FIGURE 5Pre‐surgery urine differentially methylated region (DMR) DNA methylation signal non‐invasively classifies bladder cancer (BLCA) and predicts progression‐free survival. Experiment design: pre‐surgery urine DNA methylation signal, or pathological features of resected samples on the first trans‐urethral resection of bladder tumour (TURBT) sample, was used to predict progression‐free survival (A) or metastasis‐free survival (B). Only DNA methylation scores negativeness, but none of the pathological features were significantly associated with a progression‐free survival benefit. DNA methylation, WHO grade and tumour invasiveness, but not muscle invasion, are associated with metastasis‐free survival. In other words, pre‐surgery, BLCA DNA methylation signature negative urine is from benign, slow‐growing cancer, which is very unlikely to develop disease recurrence, and pre‐surgery BLCA DNA methylation basal class are associated with tumours with metastasis potential.
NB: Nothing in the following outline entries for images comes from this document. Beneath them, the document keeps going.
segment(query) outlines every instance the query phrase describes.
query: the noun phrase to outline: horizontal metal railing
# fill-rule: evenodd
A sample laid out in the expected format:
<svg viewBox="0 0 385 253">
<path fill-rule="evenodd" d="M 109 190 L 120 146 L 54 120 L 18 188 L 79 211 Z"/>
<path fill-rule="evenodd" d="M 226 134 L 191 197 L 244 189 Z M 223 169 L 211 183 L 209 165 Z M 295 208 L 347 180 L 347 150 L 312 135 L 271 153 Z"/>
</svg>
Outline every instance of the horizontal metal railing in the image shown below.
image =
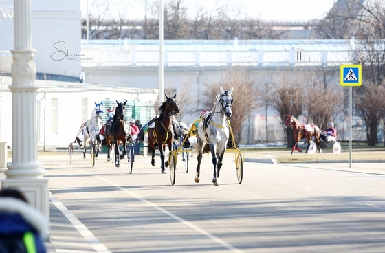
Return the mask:
<svg viewBox="0 0 385 253">
<path fill-rule="evenodd" d="M 157 66 L 157 50 L 82 50 L 82 66 Z M 328 66 L 351 62 L 349 50 L 164 51 L 165 67 Z"/>
</svg>

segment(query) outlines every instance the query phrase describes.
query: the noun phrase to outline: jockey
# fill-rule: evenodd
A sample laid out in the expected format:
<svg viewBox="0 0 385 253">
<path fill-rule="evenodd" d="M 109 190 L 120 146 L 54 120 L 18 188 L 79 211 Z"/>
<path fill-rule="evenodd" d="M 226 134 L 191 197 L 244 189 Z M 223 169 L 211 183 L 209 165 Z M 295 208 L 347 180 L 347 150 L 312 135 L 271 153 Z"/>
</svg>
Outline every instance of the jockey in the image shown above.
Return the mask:
<svg viewBox="0 0 385 253">
<path fill-rule="evenodd" d="M 329 122 L 325 132 L 327 134 L 328 142 L 336 142 L 337 140 L 337 130 L 334 128 L 334 123 Z"/>
</svg>

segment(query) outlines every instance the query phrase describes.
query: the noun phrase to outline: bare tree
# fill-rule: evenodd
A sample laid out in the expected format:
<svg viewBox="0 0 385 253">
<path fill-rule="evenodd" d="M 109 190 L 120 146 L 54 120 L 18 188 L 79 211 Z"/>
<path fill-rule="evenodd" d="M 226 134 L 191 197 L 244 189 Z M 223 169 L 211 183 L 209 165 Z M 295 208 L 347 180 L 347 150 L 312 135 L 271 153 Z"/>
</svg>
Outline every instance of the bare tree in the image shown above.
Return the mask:
<svg viewBox="0 0 385 253">
<path fill-rule="evenodd" d="M 344 99 L 341 99 L 344 90 L 330 80 L 335 74 L 314 69 L 303 76 L 307 80 L 303 102 L 307 112 L 307 123 L 315 124 L 321 129 L 325 129 L 328 122 L 334 122 L 344 109 Z"/>
<path fill-rule="evenodd" d="M 273 81 L 270 106 L 279 115 L 285 123 L 286 116 L 298 117 L 302 113 L 305 89 L 300 78 L 300 72 L 294 70 L 288 72 L 279 82 Z M 294 144 L 294 136 L 292 127 L 285 129 L 287 147 Z"/>
</svg>

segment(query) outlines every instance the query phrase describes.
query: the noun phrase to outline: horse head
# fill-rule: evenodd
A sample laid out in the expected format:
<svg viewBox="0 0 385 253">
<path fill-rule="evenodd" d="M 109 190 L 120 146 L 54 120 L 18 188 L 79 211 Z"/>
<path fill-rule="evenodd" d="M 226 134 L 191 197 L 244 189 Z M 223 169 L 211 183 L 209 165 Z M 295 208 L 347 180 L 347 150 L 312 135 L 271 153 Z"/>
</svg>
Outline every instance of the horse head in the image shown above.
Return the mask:
<svg viewBox="0 0 385 253">
<path fill-rule="evenodd" d="M 96 102 L 94 102 L 95 103 L 95 115 L 96 117 L 99 117 L 100 120 L 103 118 L 103 101 L 100 104 L 96 104 Z"/>
<path fill-rule="evenodd" d="M 109 116 L 109 118 L 113 118 L 113 116 L 115 115 L 115 108 L 112 110 L 110 110 L 107 108 L 107 115 Z"/>
<path fill-rule="evenodd" d="M 114 120 L 119 120 L 121 122 L 124 121 L 124 113 L 126 112 L 126 104 L 127 101 L 124 103 L 120 103 L 116 100 L 118 106 L 116 107 L 116 110 L 115 111 L 115 115 L 113 116 Z"/>
<path fill-rule="evenodd" d="M 221 109 L 225 113 L 227 118 L 230 118 L 232 115 L 231 111 L 231 106 L 232 104 L 233 99 L 231 94 L 234 91 L 234 87 L 231 88 L 230 91 L 224 91 L 223 88 L 221 86 L 221 96 L 219 98 L 219 103 L 221 104 Z"/>
<path fill-rule="evenodd" d="M 168 97 L 167 94 L 166 96 L 166 100 L 165 102 L 165 107 L 164 108 L 163 113 L 164 114 L 168 113 L 169 117 L 173 115 L 178 114 L 180 111 L 179 107 L 178 107 L 178 102 L 175 100 L 177 94 L 175 94 L 173 98 Z"/>
</svg>

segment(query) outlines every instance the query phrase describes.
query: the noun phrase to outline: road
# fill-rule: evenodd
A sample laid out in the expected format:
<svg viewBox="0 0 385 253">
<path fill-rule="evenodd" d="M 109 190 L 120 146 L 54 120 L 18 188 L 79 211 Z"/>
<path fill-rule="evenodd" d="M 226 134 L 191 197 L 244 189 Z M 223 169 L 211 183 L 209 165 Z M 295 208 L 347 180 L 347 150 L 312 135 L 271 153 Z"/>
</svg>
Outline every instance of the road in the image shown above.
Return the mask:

FIGURE 6Post‐surgery urine DNA differentially methylated region (DMR) methylation signal detects minimal residual disease and predicts recurrence. (A) Paired pre‐first trans‐urethral resection of bladder tumour (TURBT) urine and pre‐second surgery urine are compared for the same individual. Although the pre‐first TURBT urine is 100% positive (13/13) in these patients, second TURBT/radical cystectomy (RC) only finds residual tumour in 100% of individuals (4/4) who show positive cancer methylation score. (B) Post‐first TURBT urine DNA cancer methylation signature (high‐grade or residual disease: high risk; low‐grade and no‐residual‐disease: low risk) stratifies patients into risk groups that are strongly associated with recurrence. A 100% (30/30) of low‐risk patients do not show recurrence within 180 days of the first TURBT, whereas >90% (30/31) of high‐risk patients show recurrence within 180 days.